L’utilizzo della tavola propriocettiva aveva migliorato,
- la resistenza della caviglia alla pronazione – a velocità sia minime che relativamente elevate –
- nonché la resistenza, anche ad alte velocità, della caviglia alla dorsiflessione (movimento che consente di sollevare il piede e camminare sui talloni).
Gli atleti avevano anche riferito che era stata significativamente diminuita la sensazione di “cedimento” della loro caviglia.
Alcune considerazioni conclusive
Questo primissimo studio lascia intendere che un semplice allenamento su un dispositivo instabile, come è il caso delle tavola propriocettiva (ma che potrebbe benissimo essere anche un cuscino balance), possa essere in grado di migliorare sia il controllo posturale che la forza dei muscoli della caviglia.

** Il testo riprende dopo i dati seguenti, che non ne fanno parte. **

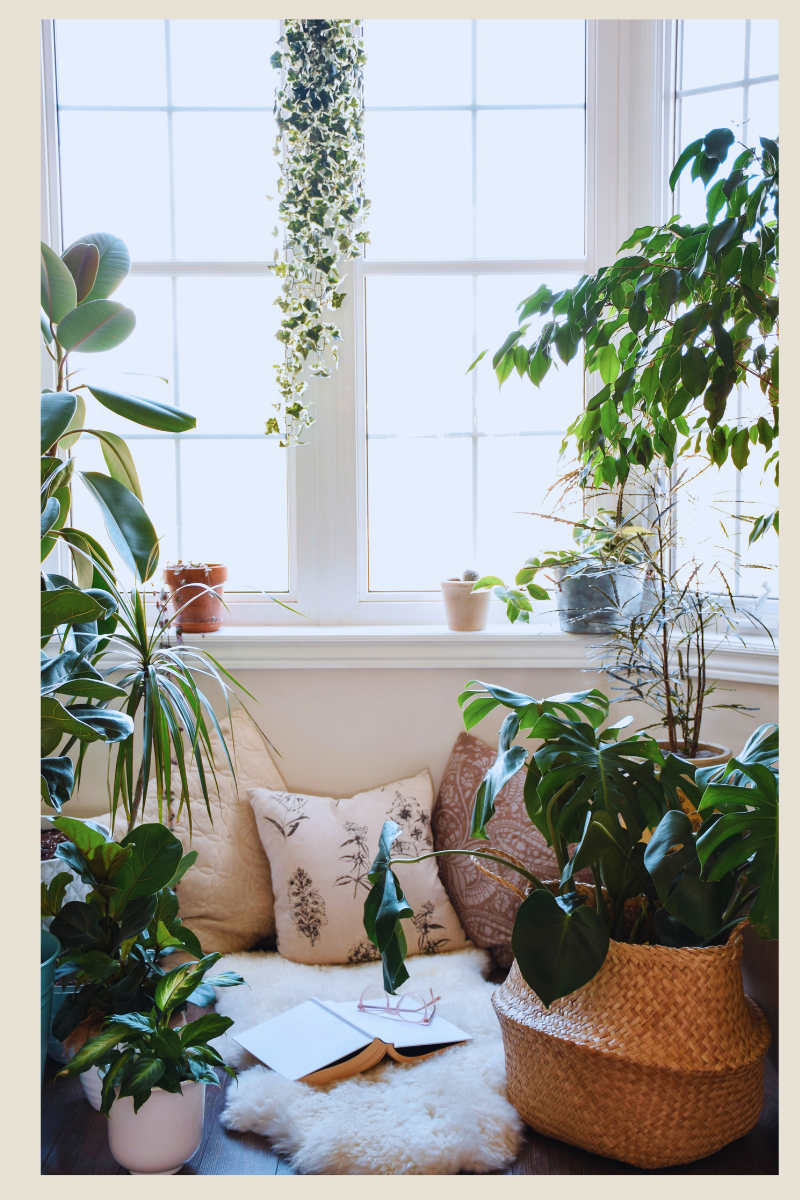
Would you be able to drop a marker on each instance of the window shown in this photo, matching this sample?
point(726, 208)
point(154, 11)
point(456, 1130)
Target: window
point(727, 76)
point(167, 142)
point(500, 155)
point(465, 221)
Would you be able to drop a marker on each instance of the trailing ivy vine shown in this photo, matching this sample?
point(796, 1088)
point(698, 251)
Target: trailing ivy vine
point(319, 109)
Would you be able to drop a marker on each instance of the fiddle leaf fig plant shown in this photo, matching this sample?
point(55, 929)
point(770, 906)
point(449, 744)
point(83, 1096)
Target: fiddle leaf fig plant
point(675, 861)
point(319, 111)
point(672, 328)
point(116, 939)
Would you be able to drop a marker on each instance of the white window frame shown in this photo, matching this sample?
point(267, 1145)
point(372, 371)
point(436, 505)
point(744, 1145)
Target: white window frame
point(630, 143)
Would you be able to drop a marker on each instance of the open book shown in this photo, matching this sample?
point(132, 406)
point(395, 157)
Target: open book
point(322, 1041)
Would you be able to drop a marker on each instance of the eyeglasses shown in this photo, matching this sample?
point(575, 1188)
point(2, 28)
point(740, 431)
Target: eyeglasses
point(408, 1007)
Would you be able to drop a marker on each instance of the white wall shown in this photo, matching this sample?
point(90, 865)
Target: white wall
point(341, 731)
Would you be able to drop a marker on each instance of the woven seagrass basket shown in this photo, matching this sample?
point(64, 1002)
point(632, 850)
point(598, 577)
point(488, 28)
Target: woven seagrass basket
point(659, 1060)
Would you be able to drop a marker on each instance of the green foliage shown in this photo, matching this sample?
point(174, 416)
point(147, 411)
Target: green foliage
point(115, 940)
point(319, 111)
point(601, 540)
point(594, 797)
point(672, 327)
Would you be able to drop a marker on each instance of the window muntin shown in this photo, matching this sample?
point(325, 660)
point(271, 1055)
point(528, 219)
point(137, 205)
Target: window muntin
point(727, 76)
point(168, 143)
point(451, 465)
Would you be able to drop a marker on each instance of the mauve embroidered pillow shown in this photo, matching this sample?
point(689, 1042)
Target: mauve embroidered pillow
point(486, 909)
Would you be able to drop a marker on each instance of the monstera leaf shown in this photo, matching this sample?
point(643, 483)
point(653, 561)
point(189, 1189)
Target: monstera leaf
point(745, 837)
point(384, 909)
point(557, 951)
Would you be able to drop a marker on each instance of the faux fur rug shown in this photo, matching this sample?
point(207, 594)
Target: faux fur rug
point(440, 1116)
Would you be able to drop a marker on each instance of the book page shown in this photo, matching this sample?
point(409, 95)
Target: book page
point(302, 1039)
point(395, 1031)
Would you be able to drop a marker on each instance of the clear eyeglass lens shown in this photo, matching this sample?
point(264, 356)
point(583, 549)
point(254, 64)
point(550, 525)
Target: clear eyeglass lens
point(413, 1007)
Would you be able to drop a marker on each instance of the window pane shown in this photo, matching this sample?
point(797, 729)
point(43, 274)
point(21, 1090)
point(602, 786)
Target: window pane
point(763, 114)
point(420, 183)
point(110, 61)
point(417, 383)
point(417, 63)
point(763, 47)
point(714, 52)
point(226, 352)
point(235, 510)
point(155, 463)
point(698, 114)
point(223, 63)
point(513, 475)
point(523, 209)
point(420, 511)
point(115, 177)
point(148, 353)
point(518, 405)
point(224, 169)
point(530, 61)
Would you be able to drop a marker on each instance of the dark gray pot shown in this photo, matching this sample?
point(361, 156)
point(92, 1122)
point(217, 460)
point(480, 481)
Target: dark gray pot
point(597, 600)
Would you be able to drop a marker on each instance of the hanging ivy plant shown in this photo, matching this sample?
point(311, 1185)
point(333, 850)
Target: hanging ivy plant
point(319, 109)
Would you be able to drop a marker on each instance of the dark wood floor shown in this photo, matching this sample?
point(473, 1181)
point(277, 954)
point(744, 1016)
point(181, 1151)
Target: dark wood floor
point(74, 1143)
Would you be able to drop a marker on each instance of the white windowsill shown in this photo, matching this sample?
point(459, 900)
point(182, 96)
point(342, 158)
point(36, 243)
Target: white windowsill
point(314, 647)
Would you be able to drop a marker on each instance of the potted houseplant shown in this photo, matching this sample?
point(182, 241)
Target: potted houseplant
point(196, 591)
point(599, 583)
point(660, 931)
point(155, 1075)
point(672, 328)
point(467, 610)
point(114, 942)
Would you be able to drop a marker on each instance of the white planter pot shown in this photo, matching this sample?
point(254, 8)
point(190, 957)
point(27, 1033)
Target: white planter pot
point(162, 1135)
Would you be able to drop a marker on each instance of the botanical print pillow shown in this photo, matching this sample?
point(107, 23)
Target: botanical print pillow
point(320, 851)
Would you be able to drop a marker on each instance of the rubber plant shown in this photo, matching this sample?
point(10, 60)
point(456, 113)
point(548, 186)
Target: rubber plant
point(78, 317)
point(671, 328)
point(114, 943)
point(319, 112)
point(709, 864)
point(94, 616)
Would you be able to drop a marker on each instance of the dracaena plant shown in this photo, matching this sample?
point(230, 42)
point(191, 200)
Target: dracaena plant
point(116, 939)
point(671, 328)
point(138, 1051)
point(711, 859)
point(78, 317)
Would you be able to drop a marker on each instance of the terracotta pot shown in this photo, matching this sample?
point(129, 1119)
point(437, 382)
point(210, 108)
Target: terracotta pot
point(202, 615)
point(709, 754)
point(659, 1060)
point(467, 611)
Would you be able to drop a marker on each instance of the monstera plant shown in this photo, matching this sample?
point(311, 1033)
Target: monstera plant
point(679, 856)
point(672, 328)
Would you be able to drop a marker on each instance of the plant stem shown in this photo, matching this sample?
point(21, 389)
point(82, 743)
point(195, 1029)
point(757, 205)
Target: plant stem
point(137, 797)
point(477, 853)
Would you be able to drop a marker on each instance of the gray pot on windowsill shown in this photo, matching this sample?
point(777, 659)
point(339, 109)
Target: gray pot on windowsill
point(599, 598)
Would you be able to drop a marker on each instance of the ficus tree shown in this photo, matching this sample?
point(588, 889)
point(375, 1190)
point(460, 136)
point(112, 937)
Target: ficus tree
point(672, 328)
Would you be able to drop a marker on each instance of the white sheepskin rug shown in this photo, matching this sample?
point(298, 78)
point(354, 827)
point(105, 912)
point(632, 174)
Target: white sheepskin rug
point(440, 1116)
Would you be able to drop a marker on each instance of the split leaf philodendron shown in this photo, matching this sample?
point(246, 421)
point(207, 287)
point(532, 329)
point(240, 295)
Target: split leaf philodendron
point(710, 862)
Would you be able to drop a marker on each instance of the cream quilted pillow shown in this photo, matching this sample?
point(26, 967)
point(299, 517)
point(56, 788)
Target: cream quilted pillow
point(227, 895)
point(320, 851)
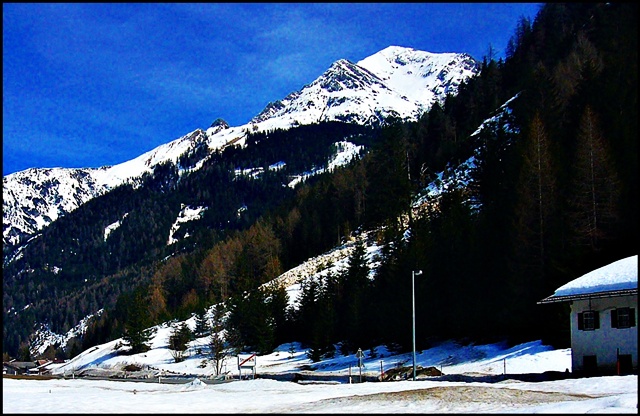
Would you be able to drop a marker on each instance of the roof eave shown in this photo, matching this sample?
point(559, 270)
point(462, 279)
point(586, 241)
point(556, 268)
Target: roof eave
point(608, 294)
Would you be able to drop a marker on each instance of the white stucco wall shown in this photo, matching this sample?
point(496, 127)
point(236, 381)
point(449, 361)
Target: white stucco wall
point(603, 342)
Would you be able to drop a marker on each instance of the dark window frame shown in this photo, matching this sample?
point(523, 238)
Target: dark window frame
point(588, 320)
point(622, 318)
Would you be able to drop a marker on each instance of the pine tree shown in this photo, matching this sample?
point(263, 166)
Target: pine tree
point(202, 327)
point(179, 341)
point(136, 334)
point(217, 354)
point(595, 187)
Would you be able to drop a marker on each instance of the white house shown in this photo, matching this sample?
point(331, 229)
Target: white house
point(604, 335)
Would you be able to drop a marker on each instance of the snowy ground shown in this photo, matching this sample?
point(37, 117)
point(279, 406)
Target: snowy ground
point(614, 394)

Gli scienziati Hans Tropp e Carl Askling sono ragionevolmente giunti alla conclusione che -piuttosto che un qualche tutore – sarebbe meglio procurare agli atleti con delle lesioni croniche alla caviglia, un “ankle disc”.
Si può quindi presumere che un programma di esercizi sull’ankle disc possa essere una valida alternativa al tutore relativamente agli atleti con delle lesioni croniche alla caviglia.
Si noti che lo studio di cui abbiamo parlato, non ha rilevato se gli atleti che si erano allenati con la wobble board (una tavola propriocettiva che può rotare a 360 gradi) fossero risultati anche più stabili durante i movimenti: la stabilità venne misurata infatti mentre gli atleti erano immobili sulla piattaforma di forza.
È logico pensare tuttavia, che l’elevata stabilità acquisita dal quei calciatori che erano stati presi in esame, potesse aver influenzato anche la fase della loro corsa, dove il piede è saldamente piantato sul terreno e il corpo oscilla sopra il piede come un pendolo “invertito”.
Se così fosse, con gli esercizi su questa tavola potrebbe venir migliorata anche la gestione energetica della corsa.
Si noti anche che questo allenamento con l’ankle disc aveva anche potenziato la resistenza della caviglia alla pronazione (la pronazione della caviglia è un modo in cui il piede applica la forza propulsiva a terra durante la fase di appoggio).
Quindi, non è troppo inverosimile pensare che un allenamento sulla tavoletta propriocettiva possa avere anche un certo impatto sulla propulsione e sulla lunghezza del passo, in altre parole anche sulle performance atletiche.